Posteriormente lavaron los huesos en el río, secándolos muy bien antes de guardarlos, mientras el tejido putrefacto fue sepultado en una capilla cercana. Algunos soldados arrebataron cabellos de la ensangrentada barba del general, para conservarlo siempre a su lado. Luego de que la cabeza fuese mojada en salmuera y envuelta, siguieron rumbo a La Paz. Los sabuesos del Restaurador llegaron al amanecer y desenterraron las vísceras, pero al no hallar la cabeza continuaron su caza. Jamás pudieron alcanzarlos.
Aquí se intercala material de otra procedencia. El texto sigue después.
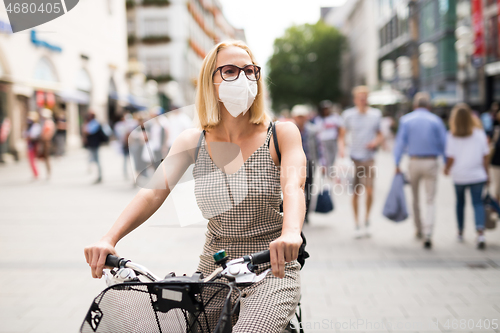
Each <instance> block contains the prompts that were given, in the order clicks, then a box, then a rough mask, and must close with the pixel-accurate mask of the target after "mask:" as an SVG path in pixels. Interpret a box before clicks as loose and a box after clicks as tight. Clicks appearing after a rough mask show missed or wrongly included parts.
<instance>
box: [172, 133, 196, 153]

Otra de las cabezas que escapó a Rosas fue la de Marco Avellaneda, padre del Presidente y ejecutado por órdenes del bonaerense. Colocada en un poco, en medio de una plaza céntrica de Tucumán fue robada por una vecina que la entregó a una agrupación religiosa. Nicolás Avellaneda era entonces un niño de cuatro años y siendo presidente recibió aquella reliquia paterna.
La simbología de los restos humanos, especialmente de figuras trascendentales, ha revelado los complejos vínculos entre poder, muerte y memoria colectiva. Las reliquias humanas, más allá de lo macabro, simbolizan tanto la devoción como el odio que una figura puede generar. El destino de los cadáveres de Lavalle y Avellaneda nos recuerda que incluso tras la muerte, los cuerpos de los poderosos continúan siendo protagonistas en las batallas de la historia. Y quizá sea esta inquietud perpetua lo que los convierte en verdaderos monumentos a la memoria.